Vende desde alimentos a
tarjetas de celulares. A muchos, ya sea isleños, comercios o turistas; los saca
de apuros. Para otros, en cambio, los más alejados; es casi un servicio
esencial.
Es como una réplica del arca de Noé. Pero en vez de estar
llena de parejas de animales, está abarrotada de comida. El profeta Noé
concibió el arca como una forma de preservar a las especies después del
diluvio. Estas lanchas, también, pueden ayudar a subsistir por un buen tiempo a
los navegantes que se encuentren embarcados en una de ellas varados en el medio
del río. Es que algunas de estas lanchas cargan hasta 15 toneladas de
comida. En una de ellas surca los ríos Luján y Carapachay Aníbal Isea. Provee
de todo a comercios, turistas y obviamente isleños residentes. Desde hace más
de 25 años recorre estos ríos lunes, martes, viernes, sábados y domingos. También
se lo conoce en estos pagos como Cachito. En la lista hay de todo: aguas,
garrafas, carbón, verduras, pan, salames, envasados en general y muchas otras cosas más. “Es un
supermercado chino flotante”, grafica el marino haciendo un gesto de pasen y
vean. Una vez embarcados en el puerto de frutos, arrancan los motores y una
vieja y negra radio con dial a rosca. Está todo listo para zarpar.

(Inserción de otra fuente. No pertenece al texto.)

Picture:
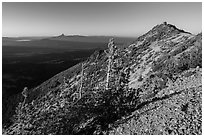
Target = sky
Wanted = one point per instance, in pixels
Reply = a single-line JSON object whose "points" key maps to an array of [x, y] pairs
{"points": [[97, 19]]}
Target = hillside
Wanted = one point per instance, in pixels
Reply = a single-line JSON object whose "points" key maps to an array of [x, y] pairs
{"points": [[156, 88]]}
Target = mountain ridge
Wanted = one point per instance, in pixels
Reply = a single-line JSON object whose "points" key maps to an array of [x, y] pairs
{"points": [[157, 61]]}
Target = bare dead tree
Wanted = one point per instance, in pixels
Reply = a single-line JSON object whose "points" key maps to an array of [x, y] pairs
{"points": [[110, 54]]}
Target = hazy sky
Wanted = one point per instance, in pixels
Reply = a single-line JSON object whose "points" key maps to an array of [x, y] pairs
{"points": [[118, 19]]}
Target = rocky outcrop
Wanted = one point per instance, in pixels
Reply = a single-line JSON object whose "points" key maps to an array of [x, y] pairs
{"points": [[164, 95]]}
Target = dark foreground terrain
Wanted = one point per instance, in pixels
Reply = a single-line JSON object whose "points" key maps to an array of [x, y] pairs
{"points": [[29, 61], [159, 91]]}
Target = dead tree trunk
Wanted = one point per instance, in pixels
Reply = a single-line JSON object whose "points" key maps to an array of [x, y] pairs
{"points": [[81, 82], [110, 53]]}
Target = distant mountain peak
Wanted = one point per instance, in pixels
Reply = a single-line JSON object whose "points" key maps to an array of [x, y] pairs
{"points": [[62, 35], [168, 28]]}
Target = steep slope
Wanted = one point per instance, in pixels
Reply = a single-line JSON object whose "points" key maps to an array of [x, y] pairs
{"points": [[164, 95]]}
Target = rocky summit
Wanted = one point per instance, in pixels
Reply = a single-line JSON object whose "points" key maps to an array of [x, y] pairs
{"points": [[152, 86]]}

Ya metido en el Carapachay una dupla de turistas yanquis sacude las
manos. “Los gringos te pueden pedir hasta lo más insólito: una vuelta querían
gorros por el tremendo calor que hacía; lo que me falta es que ponga una
boutique acá adentro”, ironiza. Ya atracado al muelle, el rubio, víctima de la
ansiedad; se mete en la ventana del lanchón: - Uauu esto es loco – se sorprende
como nene con chiche nuevo… - Hola amico, cómo está?... io busco carbón y
fósforos y algo de pan, usté tiene? -, pregunta en un aceptable castellano.
Isea lo mira y devuelve la gentileza: - ¡Gelou fren! Sí, tenemos. ¿Alguna otra
cosita? -. Pero los turistas, sonrisa de por medio y para evitar el improvisado
lenguaje, cierran el pedido con el ademán típico de la firma en el aire. Pero
antes del “Hasta la vista” piden el click que guardará el recuerdo de una
lancha almacén para siempre. Contentos, pagan y se alejan al camping. La lancha
continúa río arriba. De acuerdo a las paradas que vaya teniendo puede tardar 12
horas entre ida y vuelta. Llegará hasta el kilómetro 15 del río Carapachay.

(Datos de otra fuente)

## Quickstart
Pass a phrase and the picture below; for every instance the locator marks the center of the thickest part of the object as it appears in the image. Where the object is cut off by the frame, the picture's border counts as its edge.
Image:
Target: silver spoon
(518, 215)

Ahora una nueva clienta de jogging gastado y pelo revuelto mañanero se
apoya en la baranda del muelle y flamea las manos. Cachito estaciona. - ¡Hola! ¿Sabés
que me quedé sin crédito en el celular, decime que tenés tarjetas? -, pregunta
con cierta impaciencia Silvia Carreras. Cuenta que se vino a pasar el fin de
semana a la isla y una llamada inesperada le comió todo el crédito. Pareciera
que nada es desafío para Aníbal porque tiene los plásticos: -¿De 10, 20 o 50? -,
apura. Silvia se despacha con un “50 por las dudas”. Despachado. Aníbal baja la
palanca de velocidades y la lancha arranca; continuará a la velocidad crucero
de 12 nudos hasta que alguien lo vuelva a parar. La radio cada vez sintoniza
menos. La lejanía del continente y las casas cada vez más distantes entre sí lo
van dejando, de alguna manera, solitario.

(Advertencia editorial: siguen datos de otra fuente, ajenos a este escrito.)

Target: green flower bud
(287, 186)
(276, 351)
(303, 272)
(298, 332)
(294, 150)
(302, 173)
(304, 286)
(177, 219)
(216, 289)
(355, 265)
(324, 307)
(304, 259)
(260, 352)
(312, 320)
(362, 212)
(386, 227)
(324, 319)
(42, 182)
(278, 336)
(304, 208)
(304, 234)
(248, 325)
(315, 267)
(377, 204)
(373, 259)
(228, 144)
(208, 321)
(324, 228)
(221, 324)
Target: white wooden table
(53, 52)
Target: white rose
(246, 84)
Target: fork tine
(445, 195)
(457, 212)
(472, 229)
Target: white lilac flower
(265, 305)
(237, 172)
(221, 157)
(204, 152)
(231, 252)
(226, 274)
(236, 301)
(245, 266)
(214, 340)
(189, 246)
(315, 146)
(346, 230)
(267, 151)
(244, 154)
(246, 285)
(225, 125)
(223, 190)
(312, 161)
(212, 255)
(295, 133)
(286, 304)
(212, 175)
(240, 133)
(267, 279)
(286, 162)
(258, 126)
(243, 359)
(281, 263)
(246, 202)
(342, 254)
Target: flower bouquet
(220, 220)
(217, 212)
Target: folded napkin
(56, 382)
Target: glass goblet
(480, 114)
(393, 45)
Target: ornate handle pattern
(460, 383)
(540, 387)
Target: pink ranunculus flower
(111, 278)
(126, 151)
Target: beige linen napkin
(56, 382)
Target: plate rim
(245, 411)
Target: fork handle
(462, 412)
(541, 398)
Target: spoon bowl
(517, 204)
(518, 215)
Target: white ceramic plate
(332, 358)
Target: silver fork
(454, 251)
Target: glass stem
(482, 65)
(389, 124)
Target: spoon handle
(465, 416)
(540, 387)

Y ya en los suburbios del Delta de Tigre, allá por el kilómetro 15 del río
Carapachay, Aníbal volantea la vuelta. Repetirá, entonces, río abajo el regreso.
Los vecinos olvidadizos saldrán a su encuentro, el resto ya estará en otra
cosa.
Cuando Aníbal no es patrón de abordo se dedica al box, entrena en un
gimnasio de Tigre todos los días que puede. Los brazos fornidos y la espalda
ancha denotan su rutina de ejercicios diaria. Pero no todos los días puede
acercarse al gimnasio ya que el trabajo lo obliga a levantarse a las 5 de la
mañana para buscar fruta, verdura y carne fresca ni bien abren los mayoristas.
Tiene que tener todo listo para las 8.30, horario en que el barco deja el
puerto de frutos, salvo que las noticias de Prefectura que llegan por la otra
radio de frecuencia modulada indiquen que no se puede salir a navegar.